Mühlhäuser Kirmes
Die Stadt Mühlhausen/Thüringen rühmt sich mit der größten Stadtkirmes Deutschlands,[1] dem seit 1877 von allen Kirchgemeinden gemeinsam gefeierten Weihfest.
Die Mühlhäuser Kirmes beginnt in aller Regel am Freitag der letzten Woche im Monat August und endet am Sonntag der darauffolgenden Woche, wobei das erste Wochenende als die „Große Kirmes“ und das darauffolgende Wochenende als „Kleine Kirmes“ bezeichnet wird.
Übersicht
[Bearbeiten | Quelltext bearbeiten]Die Ausrichtung der Kirmes obliegt dem Traditionsverein Mühlhäuser Heimatfeste e. V. Diesem gehören die Kirmesgemeinden als Mitglieder an. Der Traditionsverein hat einen Vorstand, dem der Kirmesoberbürgermeister vorsitzt. Die Kirmesgemeinden als Mitgliedsvereine haben jeweils einen Vorstand, dessen Vorsitzender aus Tradition Kirmesbürgermeister genannt wird. Im Gegensatz dazu wird die Kirmes in den ländlichen Gemeinden von unverheirateten Kirmesburschen ausgerichtet.
Im Jahr 2022 bestehen 26 Kirmesgemeinden,[2] die ursprünglich auf die zur jeweiligen Stadtkirche gehörenden Viertel zurückzuführen waren (z. B. Sankt Jakobi). Im Laufe der Zeit entstanden jedoch unabhängig von den Kirchen weitere Kirmesgemeinden, die nun meist nach Straßennamen benannt wurden.
In der Kirmeswoche richtet jede Kirmesgemeinde ein eigenes Kultur- und Veranstaltungsprogramm aus. Veranstaltungsorte sind die Kirmeszelte und Festbauden auf den jeweiligen Festplätzen. Festbauden sind feste Häuser, die überwiegend dem Zweck der Kirmesfeierlichkeiten dienen. Beispiele sind die Schaffenbaude der Kirmesgemeinde (KG) Schaffentorstraße und die seit 1964 bestehende Baude der KG Frohsinn im Arbeitsdank, der Zinkengasse, der Weinbergstraße und der Mönchgasse.
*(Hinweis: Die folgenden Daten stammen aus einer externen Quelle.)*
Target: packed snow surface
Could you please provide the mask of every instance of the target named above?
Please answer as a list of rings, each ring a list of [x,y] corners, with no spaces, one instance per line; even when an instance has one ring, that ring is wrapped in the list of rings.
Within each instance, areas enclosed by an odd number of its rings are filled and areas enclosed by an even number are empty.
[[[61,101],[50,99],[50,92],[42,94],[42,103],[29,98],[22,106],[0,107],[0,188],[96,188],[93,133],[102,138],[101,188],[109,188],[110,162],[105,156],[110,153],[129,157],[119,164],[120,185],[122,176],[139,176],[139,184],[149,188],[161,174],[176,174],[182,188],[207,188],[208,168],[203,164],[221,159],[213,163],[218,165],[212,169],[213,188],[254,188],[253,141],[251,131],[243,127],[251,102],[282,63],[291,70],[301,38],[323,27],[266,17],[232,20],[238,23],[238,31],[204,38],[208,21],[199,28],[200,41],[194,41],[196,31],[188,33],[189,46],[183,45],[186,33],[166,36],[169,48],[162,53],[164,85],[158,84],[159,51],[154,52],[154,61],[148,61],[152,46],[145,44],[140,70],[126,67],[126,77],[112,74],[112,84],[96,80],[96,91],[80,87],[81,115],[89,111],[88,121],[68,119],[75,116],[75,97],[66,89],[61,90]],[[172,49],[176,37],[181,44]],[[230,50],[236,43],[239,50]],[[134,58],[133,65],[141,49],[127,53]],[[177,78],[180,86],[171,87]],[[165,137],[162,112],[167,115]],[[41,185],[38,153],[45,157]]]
Auf dem zentralen Festplatz, dem Blobach, ist traditionell ein Rummel aufgebaut, der von verschiedenen Schaustellern und Bewirtungsbetrieben ausgerichtet wird und an dem am zweiten Kirmes-Samstag ein Abschluss-Feuerwerk, gesponsert durch die Schausteller, stattfindet.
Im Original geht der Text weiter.